Vince sighed audibly, and it occurred to me that this was his only family. That meathead Italian headed up for surgery was all he had. All any of them had, even. They had each other, but it also occurred to me that they probably would never be able to function should anything happen to Dominic Toretto. They all loved him, deeply, and he nurtured and provided for them, made them a support system for one another, had good old-fashioned sit-down meals. Now if only he could quit fucking their girlfriends.

Vince sat with me silently and waited. I didn't initiate conversation with him and he didn't talk to me. He'd gotten what he needed from me: assurance that Dom was all right.

I wanted to ask him what had happened with Letty's brother that scared her so much she absolutely refused to come with Dom, but I respected his space, respected him for being there, and kept my mouth shut.

My ass ached from having sat so much that day, so before long I was pacing. When I thought I'd better stop or suffer a broken neck at Vince's hands, I moved my psychosis out into the hallway, and was just in time to see them roll Dom by.

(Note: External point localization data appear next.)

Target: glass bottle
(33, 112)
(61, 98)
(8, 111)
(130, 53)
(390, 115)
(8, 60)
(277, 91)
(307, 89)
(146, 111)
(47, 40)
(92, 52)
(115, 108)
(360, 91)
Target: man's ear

He was still out, absolutely motionless, and peaceful as a slumbering newborn. The sight of him brought tears to my eyes, and for the first time that day, I let them fall. Wrapped my arms around myself and let them fall. All the stress and tension, all the heartache and guilt and responsibility, all the regret and worry, the perfectionism, the pain, the fever...It was all gone from him and he slept. He just slept.